Many therapists and psychologists suggest various specific psychosocial interventions to help individuals with ADHD. These therapies assist the patients in managing the symptoms of ADHD, enabling them to function more appropriately and adequately. Some of them are
- Behavioral therapy
- Cognitive behavioral therapy
- Family and marital therapy
- Parenting skills training (behavioral parent management training)
- Stress management techniques
- Support groups
As a responsible individual and adult, you can help the people around you with ADHD, a loved one, or a friend in the following ways of organizing their everyday routine.
Helping both Children and Adults combat symptoms of ADHD
- For Children:
For children with ADHD, the adults in their life must take the necessary steps and actions to help them cope with this disorder as much as possible. Parents and teachers must play an active role here and not get lax. They can help the kids showing signs and symptoms of ADHD in staying organized and managing their control via the following ways.
- Help the children in building a strict routine and a strict schedule. Develop the habit in the children of following a particular schedule every day. Beginning from the time they wake up to the end of the day when they go to bed. Parents must keep this routine pinned to some cupboard, fridge, or door where children can easily see and read it for most parts of their day. Teachers should pin the schedule to the child’s desk or simply be an efficient reminder for them to follow their routines. This routine should incorporate their everyday major and minor tasks such as brushing their teeth, meals, homework, etc, along with the activities which they generally enjoy, such as playing games, sports, watching TV, or any of their hobbies like drawing, painting, etc.
- Help and encourage the children in making a list of the things they use in their everyday tasks. Or all the stuff they generally own, divide them into categories such as toys, clothes, games, art, books for recreational joy, or books and copies for school, etc, then organize those items in their respective categories. Keep these organized items in their respective designated space in their rooms or house. Every time they choose an item from those places, they must place it back after using it too.

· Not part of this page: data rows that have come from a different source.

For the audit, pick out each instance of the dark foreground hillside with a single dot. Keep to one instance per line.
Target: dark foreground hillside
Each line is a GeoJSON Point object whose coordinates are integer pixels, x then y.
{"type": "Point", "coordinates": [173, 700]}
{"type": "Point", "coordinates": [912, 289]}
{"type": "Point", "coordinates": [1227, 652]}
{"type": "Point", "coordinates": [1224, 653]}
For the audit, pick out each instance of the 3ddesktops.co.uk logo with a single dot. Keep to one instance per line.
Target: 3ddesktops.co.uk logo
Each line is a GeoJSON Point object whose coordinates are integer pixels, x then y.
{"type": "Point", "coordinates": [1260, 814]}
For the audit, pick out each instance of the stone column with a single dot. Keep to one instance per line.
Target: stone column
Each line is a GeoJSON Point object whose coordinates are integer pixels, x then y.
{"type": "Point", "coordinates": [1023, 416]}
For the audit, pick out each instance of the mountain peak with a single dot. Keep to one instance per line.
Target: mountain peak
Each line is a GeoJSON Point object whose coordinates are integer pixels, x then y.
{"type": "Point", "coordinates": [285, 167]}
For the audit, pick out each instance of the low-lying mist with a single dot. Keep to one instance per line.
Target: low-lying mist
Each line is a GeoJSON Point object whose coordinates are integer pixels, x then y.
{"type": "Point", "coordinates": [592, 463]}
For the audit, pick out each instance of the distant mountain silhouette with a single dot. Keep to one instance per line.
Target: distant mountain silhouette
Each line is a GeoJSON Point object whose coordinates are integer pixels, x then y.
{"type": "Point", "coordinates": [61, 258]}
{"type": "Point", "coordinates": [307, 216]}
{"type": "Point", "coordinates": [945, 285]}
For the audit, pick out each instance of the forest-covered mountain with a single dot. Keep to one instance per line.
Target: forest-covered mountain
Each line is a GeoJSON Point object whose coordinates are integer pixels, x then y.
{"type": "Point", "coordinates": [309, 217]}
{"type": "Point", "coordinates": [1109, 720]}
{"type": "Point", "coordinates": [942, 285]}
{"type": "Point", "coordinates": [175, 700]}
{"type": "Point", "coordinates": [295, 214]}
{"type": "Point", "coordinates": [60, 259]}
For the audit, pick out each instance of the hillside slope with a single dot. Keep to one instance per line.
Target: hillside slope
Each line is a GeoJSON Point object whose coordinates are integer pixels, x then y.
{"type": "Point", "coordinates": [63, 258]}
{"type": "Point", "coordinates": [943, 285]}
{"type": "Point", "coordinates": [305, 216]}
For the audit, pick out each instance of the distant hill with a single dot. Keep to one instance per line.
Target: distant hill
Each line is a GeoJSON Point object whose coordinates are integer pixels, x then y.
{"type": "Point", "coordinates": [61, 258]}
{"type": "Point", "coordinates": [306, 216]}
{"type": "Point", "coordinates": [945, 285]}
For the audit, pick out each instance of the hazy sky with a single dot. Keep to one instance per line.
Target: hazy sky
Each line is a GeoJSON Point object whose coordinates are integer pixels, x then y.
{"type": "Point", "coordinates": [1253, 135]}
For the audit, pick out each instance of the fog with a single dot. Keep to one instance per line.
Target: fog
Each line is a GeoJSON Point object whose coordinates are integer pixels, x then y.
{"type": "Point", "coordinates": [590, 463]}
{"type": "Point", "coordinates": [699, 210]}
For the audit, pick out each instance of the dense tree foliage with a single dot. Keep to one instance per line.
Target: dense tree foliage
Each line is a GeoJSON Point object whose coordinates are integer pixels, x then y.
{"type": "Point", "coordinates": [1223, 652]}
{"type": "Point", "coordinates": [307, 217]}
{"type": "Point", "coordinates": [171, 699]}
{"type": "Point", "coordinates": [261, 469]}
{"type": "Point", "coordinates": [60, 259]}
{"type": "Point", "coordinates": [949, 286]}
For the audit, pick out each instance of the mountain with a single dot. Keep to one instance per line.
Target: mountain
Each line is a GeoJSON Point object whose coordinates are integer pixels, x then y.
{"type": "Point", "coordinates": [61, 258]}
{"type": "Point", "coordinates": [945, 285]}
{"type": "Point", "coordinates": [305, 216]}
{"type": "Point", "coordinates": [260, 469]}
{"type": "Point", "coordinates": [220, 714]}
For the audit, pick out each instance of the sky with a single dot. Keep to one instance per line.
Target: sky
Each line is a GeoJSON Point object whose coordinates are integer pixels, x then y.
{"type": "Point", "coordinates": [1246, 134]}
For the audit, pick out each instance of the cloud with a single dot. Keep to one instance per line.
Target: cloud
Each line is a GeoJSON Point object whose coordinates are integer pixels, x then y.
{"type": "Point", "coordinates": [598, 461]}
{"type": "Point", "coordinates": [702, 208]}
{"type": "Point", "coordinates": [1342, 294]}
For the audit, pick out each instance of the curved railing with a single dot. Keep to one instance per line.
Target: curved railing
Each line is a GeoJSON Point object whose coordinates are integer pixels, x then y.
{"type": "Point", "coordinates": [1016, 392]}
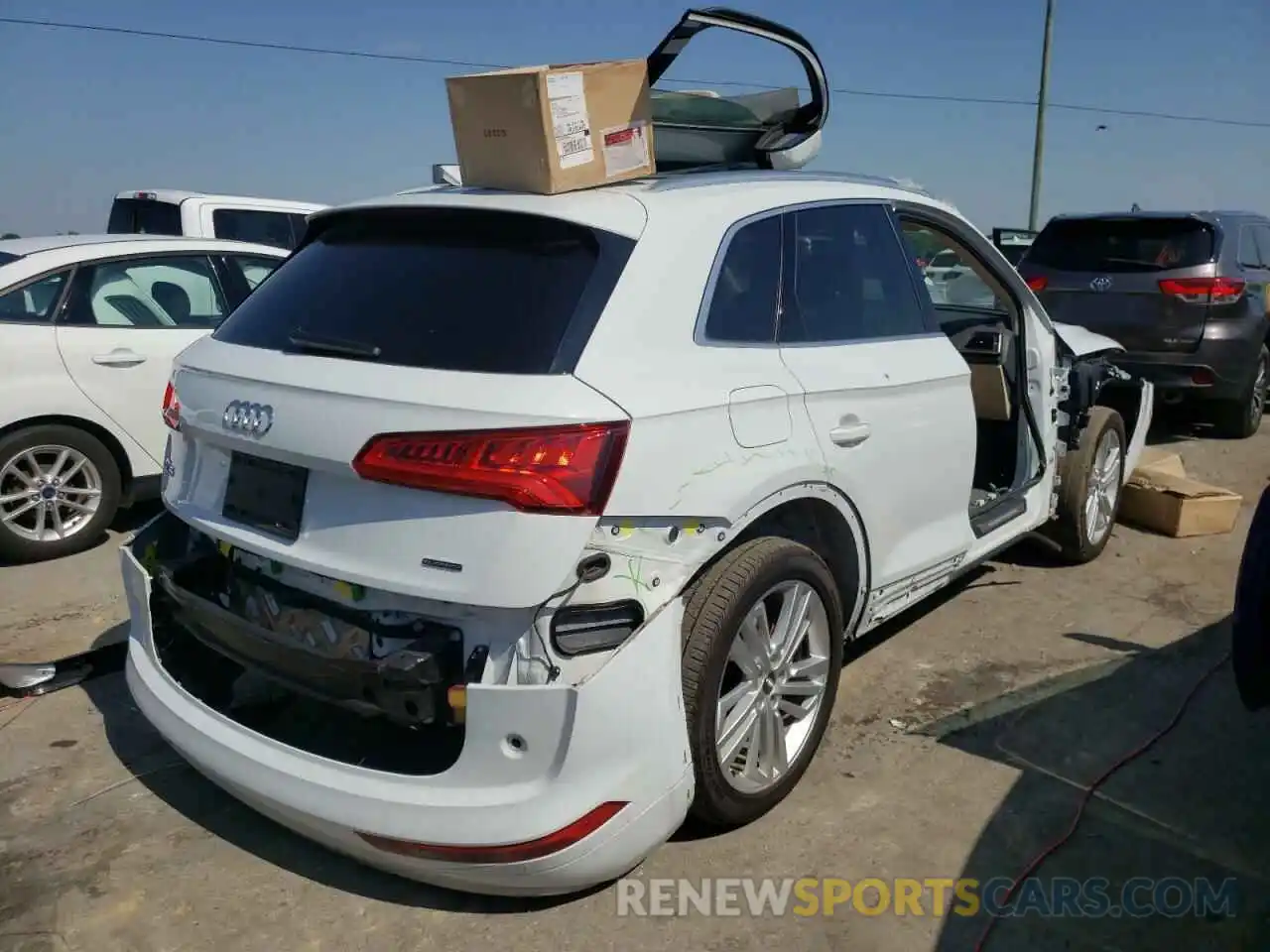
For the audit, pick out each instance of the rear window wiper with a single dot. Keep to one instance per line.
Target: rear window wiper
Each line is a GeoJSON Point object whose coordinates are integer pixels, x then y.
{"type": "Point", "coordinates": [309, 343]}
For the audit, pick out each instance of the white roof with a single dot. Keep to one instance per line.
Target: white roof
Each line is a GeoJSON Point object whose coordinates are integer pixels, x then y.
{"type": "Point", "coordinates": [178, 195]}
{"type": "Point", "coordinates": [624, 208]}
{"type": "Point", "coordinates": [42, 254]}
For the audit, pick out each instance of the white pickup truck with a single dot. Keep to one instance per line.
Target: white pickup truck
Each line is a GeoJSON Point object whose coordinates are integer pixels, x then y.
{"type": "Point", "coordinates": [262, 221]}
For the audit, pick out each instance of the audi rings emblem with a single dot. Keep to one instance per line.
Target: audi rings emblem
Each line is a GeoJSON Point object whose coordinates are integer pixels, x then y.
{"type": "Point", "coordinates": [253, 419]}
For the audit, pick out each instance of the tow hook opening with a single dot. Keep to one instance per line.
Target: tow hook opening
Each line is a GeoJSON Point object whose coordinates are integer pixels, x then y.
{"type": "Point", "coordinates": [339, 683]}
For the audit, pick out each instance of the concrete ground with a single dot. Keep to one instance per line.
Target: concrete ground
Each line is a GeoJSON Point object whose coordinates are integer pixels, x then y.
{"type": "Point", "coordinates": [959, 740]}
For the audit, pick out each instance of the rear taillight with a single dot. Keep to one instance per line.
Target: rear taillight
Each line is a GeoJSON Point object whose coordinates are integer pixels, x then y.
{"type": "Point", "coordinates": [171, 408]}
{"type": "Point", "coordinates": [567, 470]}
{"type": "Point", "coordinates": [1203, 291]}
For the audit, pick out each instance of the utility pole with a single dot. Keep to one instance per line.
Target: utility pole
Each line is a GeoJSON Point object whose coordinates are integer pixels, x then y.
{"type": "Point", "coordinates": [1042, 96]}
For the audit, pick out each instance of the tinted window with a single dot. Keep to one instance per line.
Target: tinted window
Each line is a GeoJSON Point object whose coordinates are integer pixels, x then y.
{"type": "Point", "coordinates": [33, 301]}
{"type": "Point", "coordinates": [849, 278]}
{"type": "Point", "coordinates": [453, 290]}
{"type": "Point", "coordinates": [178, 291]}
{"type": "Point", "coordinates": [962, 284]}
{"type": "Point", "coordinates": [258, 227]}
{"type": "Point", "coordinates": [143, 216]}
{"type": "Point", "coordinates": [253, 268]}
{"type": "Point", "coordinates": [1121, 245]}
{"type": "Point", "coordinates": [746, 293]}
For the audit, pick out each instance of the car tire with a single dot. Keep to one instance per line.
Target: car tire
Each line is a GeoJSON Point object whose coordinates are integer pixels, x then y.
{"type": "Point", "coordinates": [1241, 417]}
{"type": "Point", "coordinates": [1092, 471]}
{"type": "Point", "coordinates": [760, 576]}
{"type": "Point", "coordinates": [94, 483]}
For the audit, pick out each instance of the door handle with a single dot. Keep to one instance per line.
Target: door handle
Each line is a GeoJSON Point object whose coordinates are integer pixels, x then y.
{"type": "Point", "coordinates": [119, 358]}
{"type": "Point", "coordinates": [849, 434]}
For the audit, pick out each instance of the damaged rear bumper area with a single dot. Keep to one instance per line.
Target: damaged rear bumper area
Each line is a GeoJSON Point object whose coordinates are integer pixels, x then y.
{"type": "Point", "coordinates": [531, 789]}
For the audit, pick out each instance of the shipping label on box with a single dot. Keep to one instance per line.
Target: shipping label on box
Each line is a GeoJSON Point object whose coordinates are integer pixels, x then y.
{"type": "Point", "coordinates": [553, 128]}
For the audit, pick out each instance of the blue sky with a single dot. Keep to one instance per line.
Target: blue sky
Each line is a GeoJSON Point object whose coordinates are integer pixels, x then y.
{"type": "Point", "coordinates": [89, 114]}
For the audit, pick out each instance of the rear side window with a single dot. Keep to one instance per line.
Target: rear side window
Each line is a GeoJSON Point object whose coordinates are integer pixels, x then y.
{"type": "Point", "coordinates": [144, 216]}
{"type": "Point", "coordinates": [849, 278]}
{"type": "Point", "coordinates": [258, 227]}
{"type": "Point", "coordinates": [445, 290]}
{"type": "Point", "coordinates": [747, 287]}
{"type": "Point", "coordinates": [1121, 245]}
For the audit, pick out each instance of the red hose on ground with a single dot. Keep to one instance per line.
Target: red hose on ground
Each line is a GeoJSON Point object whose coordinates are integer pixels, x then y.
{"type": "Point", "coordinates": [1088, 794]}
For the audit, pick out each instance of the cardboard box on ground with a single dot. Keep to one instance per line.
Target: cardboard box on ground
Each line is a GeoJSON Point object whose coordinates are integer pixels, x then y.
{"type": "Point", "coordinates": [553, 128]}
{"type": "Point", "coordinates": [1162, 498]}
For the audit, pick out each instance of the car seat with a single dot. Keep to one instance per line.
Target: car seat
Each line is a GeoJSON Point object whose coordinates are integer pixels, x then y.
{"type": "Point", "coordinates": [172, 298]}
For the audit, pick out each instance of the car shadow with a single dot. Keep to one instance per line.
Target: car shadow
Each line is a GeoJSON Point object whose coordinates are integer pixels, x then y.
{"type": "Point", "coordinates": [162, 771]}
{"type": "Point", "coordinates": [1188, 815]}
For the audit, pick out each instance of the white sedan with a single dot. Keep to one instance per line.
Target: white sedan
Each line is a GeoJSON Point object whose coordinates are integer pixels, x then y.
{"type": "Point", "coordinates": [89, 326]}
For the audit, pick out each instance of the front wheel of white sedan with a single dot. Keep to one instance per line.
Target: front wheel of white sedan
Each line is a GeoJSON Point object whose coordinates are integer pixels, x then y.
{"type": "Point", "coordinates": [1089, 492]}
{"type": "Point", "coordinates": [59, 492]}
{"type": "Point", "coordinates": [762, 655]}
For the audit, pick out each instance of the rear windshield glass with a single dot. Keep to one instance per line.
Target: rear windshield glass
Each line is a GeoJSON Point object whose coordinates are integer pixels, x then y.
{"type": "Point", "coordinates": [447, 290]}
{"type": "Point", "coordinates": [1121, 245]}
{"type": "Point", "coordinates": [143, 216]}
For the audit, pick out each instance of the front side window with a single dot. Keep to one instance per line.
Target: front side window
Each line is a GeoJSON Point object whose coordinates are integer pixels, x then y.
{"type": "Point", "coordinates": [178, 291]}
{"type": "Point", "coordinates": [747, 289]}
{"type": "Point", "coordinates": [32, 302]}
{"type": "Point", "coordinates": [849, 278]}
{"type": "Point", "coordinates": [955, 277]}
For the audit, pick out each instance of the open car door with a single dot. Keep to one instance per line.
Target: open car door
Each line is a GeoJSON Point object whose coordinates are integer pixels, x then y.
{"type": "Point", "coordinates": [771, 130]}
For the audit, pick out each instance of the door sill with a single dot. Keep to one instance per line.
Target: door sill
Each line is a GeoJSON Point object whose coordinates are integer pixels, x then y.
{"type": "Point", "coordinates": [998, 513]}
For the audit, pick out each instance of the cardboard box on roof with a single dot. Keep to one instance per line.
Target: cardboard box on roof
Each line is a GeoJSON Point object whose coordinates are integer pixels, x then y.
{"type": "Point", "coordinates": [553, 128]}
{"type": "Point", "coordinates": [1162, 498]}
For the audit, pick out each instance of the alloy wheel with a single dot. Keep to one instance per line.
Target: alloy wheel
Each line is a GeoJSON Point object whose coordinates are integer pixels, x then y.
{"type": "Point", "coordinates": [772, 687]}
{"type": "Point", "coordinates": [1102, 490]}
{"type": "Point", "coordinates": [49, 493]}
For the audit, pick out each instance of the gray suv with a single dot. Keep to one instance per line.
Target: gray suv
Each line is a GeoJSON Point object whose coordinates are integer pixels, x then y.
{"type": "Point", "coordinates": [1184, 293]}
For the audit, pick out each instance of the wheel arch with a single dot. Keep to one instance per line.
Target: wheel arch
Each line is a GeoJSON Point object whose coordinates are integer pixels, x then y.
{"type": "Point", "coordinates": [820, 517]}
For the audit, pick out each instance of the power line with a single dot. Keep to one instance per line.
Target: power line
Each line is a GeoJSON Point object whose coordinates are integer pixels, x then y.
{"type": "Point", "coordinates": [471, 63]}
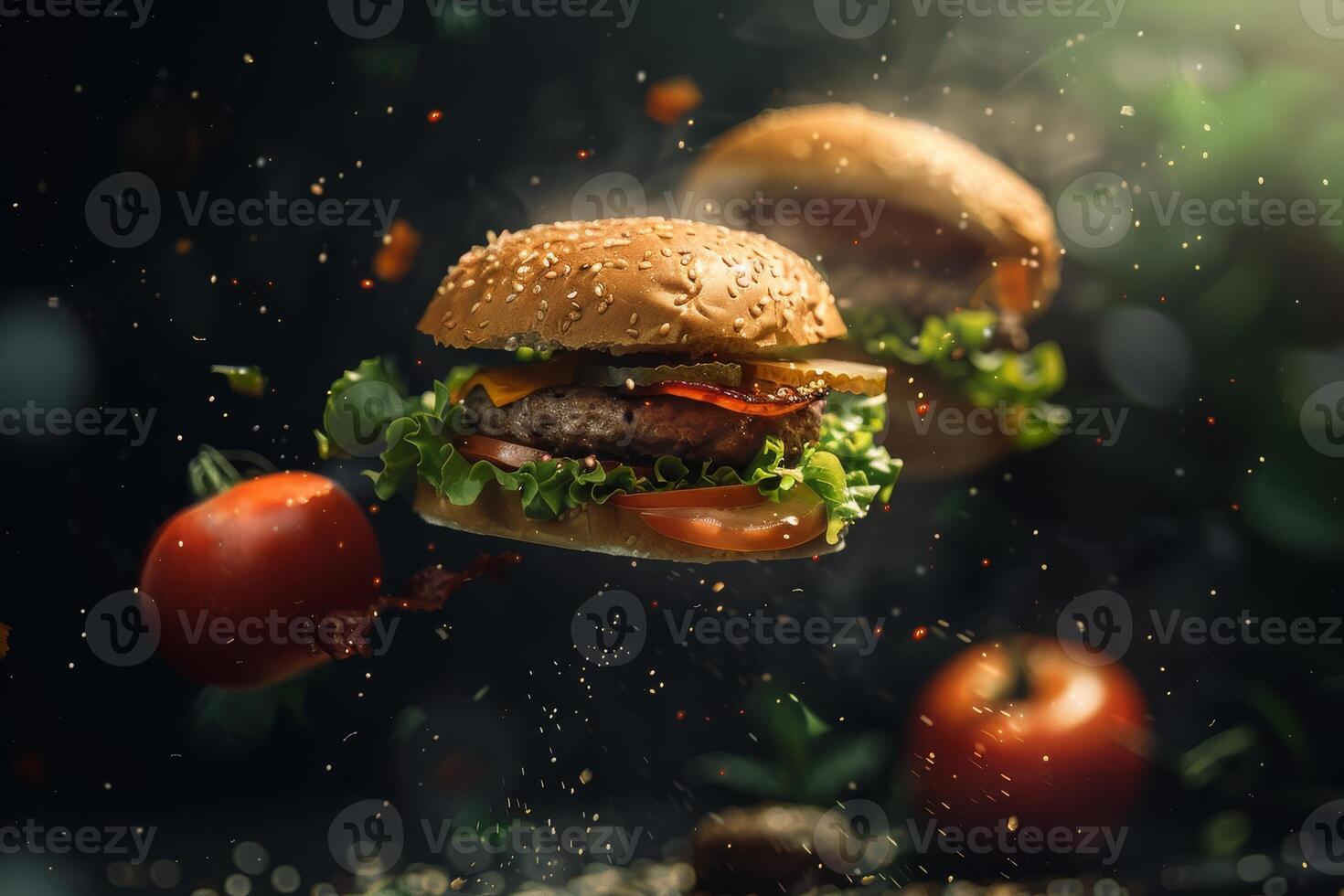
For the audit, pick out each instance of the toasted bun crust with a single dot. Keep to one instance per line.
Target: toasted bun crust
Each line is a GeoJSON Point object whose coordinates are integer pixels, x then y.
{"type": "Point", "coordinates": [634, 283]}
{"type": "Point", "coordinates": [597, 527]}
{"type": "Point", "coordinates": [846, 151]}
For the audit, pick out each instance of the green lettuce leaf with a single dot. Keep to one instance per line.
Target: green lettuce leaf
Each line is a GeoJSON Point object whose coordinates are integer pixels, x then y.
{"type": "Point", "coordinates": [957, 347]}
{"type": "Point", "coordinates": [847, 468]}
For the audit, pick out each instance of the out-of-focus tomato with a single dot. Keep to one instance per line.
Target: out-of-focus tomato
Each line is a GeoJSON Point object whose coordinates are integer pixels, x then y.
{"type": "Point", "coordinates": [283, 546]}
{"type": "Point", "coordinates": [722, 496]}
{"type": "Point", "coordinates": [1021, 730]}
{"type": "Point", "coordinates": [797, 518]}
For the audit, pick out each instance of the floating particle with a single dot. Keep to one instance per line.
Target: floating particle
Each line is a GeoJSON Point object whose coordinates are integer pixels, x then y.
{"type": "Point", "coordinates": [669, 101]}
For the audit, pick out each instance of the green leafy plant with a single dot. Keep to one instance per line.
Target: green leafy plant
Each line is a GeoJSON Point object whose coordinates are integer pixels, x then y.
{"type": "Point", "coordinates": [848, 468]}
{"type": "Point", "coordinates": [811, 764]}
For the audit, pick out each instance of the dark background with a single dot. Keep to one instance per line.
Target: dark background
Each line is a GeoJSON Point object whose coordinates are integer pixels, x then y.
{"type": "Point", "coordinates": [1181, 507]}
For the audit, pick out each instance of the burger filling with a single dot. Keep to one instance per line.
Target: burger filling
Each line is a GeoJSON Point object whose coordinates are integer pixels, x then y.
{"type": "Point", "coordinates": [578, 421]}
{"type": "Point", "coordinates": [661, 435]}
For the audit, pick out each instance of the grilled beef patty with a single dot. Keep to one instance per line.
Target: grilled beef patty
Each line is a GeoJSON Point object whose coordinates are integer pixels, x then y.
{"type": "Point", "coordinates": [577, 421]}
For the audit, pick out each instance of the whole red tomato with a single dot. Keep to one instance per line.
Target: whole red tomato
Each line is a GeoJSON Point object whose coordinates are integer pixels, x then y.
{"type": "Point", "coordinates": [1021, 730]}
{"type": "Point", "coordinates": [276, 554]}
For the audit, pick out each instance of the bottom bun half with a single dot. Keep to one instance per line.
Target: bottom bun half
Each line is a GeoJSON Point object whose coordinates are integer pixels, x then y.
{"type": "Point", "coordinates": [603, 528]}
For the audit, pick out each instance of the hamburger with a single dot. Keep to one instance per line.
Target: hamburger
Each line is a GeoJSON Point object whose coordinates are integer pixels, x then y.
{"type": "Point", "coordinates": [659, 402]}
{"type": "Point", "coordinates": [952, 255]}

- Encourage children to do their homework in an organized way. Teach them to list and arrange their tasks by writing them down themselves while making use of organizers.
- Be clear and consistent with them.
- Reward them for achieving small targets and milestones.
Adults can seek help from mental health professionals to overcome their symptoms of ADHD by practicing the following measures.
- Making routines of everyday daily tasks and making sure they stick to that schedule religiously. Create a list and cross off the completed tasks. The adults must categorize activities and divide them adequately day-wise, week-wise, and month-wise. By the end of it, note down the progress.
- Use calendars, reminder notes, and reminder apps on your phone.
- Categorizing and assigning their belongings and making sure they always arrange those things back.
- Breaking down everyday tasks or bigger tasks at hand into small manageable steps. Once the task is accomplished, reward yourself with something small yet worthwhile. Acknowledge their achievement and tell themselves how they overcame their hindrances to achieve what they did.